The National Commission for Protection of Child Rights (NCPCR), an apex child rights body, Monday wrote to the Maharashtra government urging it to file an appeal against the Bombay High Court’s Nagpur bench order that held that an act that does not involve skin-to-skin contact, cannot be termed sexual assault under Protection of Children from Sexual Offences (POCSO) Act, 2012.
“The remark “skin-to-skin” with sexual intention without penetration also needs to be reviewed and the state should take note of this as it seems to be derogatory of the minor victims”, NCPRC chairperson Priyank Kanoongo said in his letter.
@NCPCR_ writes to the Maha Govt urging it to file an appeal against the High court's order holding that act that does not involve skin-to-skin contact cannot be termed #sexual assault under POCSO. Also tells it to take notice of the disclosure of the identity of the minor victim. pic.twitter.com/IyMdS8CHQJ
Kanoongo also pointed out to the state government that the identity of the victim had been disclosed and the commission was of the view that the state should take note of this and initiate necessary steps.
He requested the government to provide details of the minor victim (maintaining strict confidentiality) so that the commission can provide help, such as legal aid etc. in the best interest of the child.

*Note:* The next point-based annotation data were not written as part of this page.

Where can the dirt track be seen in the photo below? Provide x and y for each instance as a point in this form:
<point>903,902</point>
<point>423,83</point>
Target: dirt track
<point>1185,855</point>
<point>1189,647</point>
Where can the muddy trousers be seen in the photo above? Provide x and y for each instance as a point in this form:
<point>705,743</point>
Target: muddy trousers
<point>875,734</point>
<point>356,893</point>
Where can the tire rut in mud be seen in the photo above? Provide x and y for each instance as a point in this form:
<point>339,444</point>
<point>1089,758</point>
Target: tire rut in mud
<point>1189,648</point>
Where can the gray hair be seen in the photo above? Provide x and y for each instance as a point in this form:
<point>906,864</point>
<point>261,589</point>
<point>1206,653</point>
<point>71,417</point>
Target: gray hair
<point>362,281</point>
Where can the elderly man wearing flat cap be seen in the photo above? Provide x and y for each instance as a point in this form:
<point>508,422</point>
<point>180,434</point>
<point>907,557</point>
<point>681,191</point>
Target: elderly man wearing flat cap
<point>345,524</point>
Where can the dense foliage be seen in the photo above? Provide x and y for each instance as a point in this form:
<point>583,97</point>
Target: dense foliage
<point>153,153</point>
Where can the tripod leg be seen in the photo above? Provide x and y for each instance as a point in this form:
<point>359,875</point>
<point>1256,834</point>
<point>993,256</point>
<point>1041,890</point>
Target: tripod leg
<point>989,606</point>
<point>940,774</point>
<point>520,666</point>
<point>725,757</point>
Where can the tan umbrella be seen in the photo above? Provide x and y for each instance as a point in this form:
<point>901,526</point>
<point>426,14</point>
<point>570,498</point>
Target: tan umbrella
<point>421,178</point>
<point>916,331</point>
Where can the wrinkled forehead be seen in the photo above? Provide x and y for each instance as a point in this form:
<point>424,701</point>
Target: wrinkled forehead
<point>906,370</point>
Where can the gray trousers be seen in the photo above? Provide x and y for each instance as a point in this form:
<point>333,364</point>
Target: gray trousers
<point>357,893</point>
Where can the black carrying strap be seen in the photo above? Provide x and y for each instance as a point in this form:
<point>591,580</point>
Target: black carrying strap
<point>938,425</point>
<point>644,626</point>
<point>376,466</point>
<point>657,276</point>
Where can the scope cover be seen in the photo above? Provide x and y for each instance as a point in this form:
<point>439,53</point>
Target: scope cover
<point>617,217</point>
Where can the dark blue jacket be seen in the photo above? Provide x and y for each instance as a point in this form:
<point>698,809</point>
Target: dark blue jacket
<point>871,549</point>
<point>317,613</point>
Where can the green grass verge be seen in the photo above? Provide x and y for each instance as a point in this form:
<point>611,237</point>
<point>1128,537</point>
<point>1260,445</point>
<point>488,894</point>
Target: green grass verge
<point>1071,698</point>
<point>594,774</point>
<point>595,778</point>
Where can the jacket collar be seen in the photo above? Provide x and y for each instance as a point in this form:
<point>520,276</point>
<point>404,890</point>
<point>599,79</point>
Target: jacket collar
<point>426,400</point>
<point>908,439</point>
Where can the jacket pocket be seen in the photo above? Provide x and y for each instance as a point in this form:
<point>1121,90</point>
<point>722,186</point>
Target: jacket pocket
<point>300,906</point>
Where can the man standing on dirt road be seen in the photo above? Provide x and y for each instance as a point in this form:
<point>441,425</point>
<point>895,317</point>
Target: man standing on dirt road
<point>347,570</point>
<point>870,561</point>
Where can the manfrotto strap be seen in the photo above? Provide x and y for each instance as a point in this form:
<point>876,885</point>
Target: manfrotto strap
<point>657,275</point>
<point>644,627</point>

The Bombay High Court recently held that the act of pressing the breast of a child in the absence of any specific detail as to whether the top was removed or whether the accused inserted his hand inside the top and pressed her breast, would not fall under the definition of ‘sexual assault’ as provided under the POCSO Act.
Acquitting the accused of sexual assault under the POCSO Act, Justice Pushpa V. Ganediwala said there was no direct physical contact, i.e. skin-to-skin with sexual intent without penetration, by the man, who under the pretext of giving the child a fruit at his house, pressed her breasts and attempted to remove her salwar.
The Court, however, upheld the conviction of the accused under Section 354 (Assault or criminal force to woman with intent to outrage her modesty) of the Indian Penal Code (IPC).
It also maintained the sentence of the accused under Section 342 (Punishment for wrongful confinement) of the Indian Penal Code i.e. six months and fine of Rs.500/.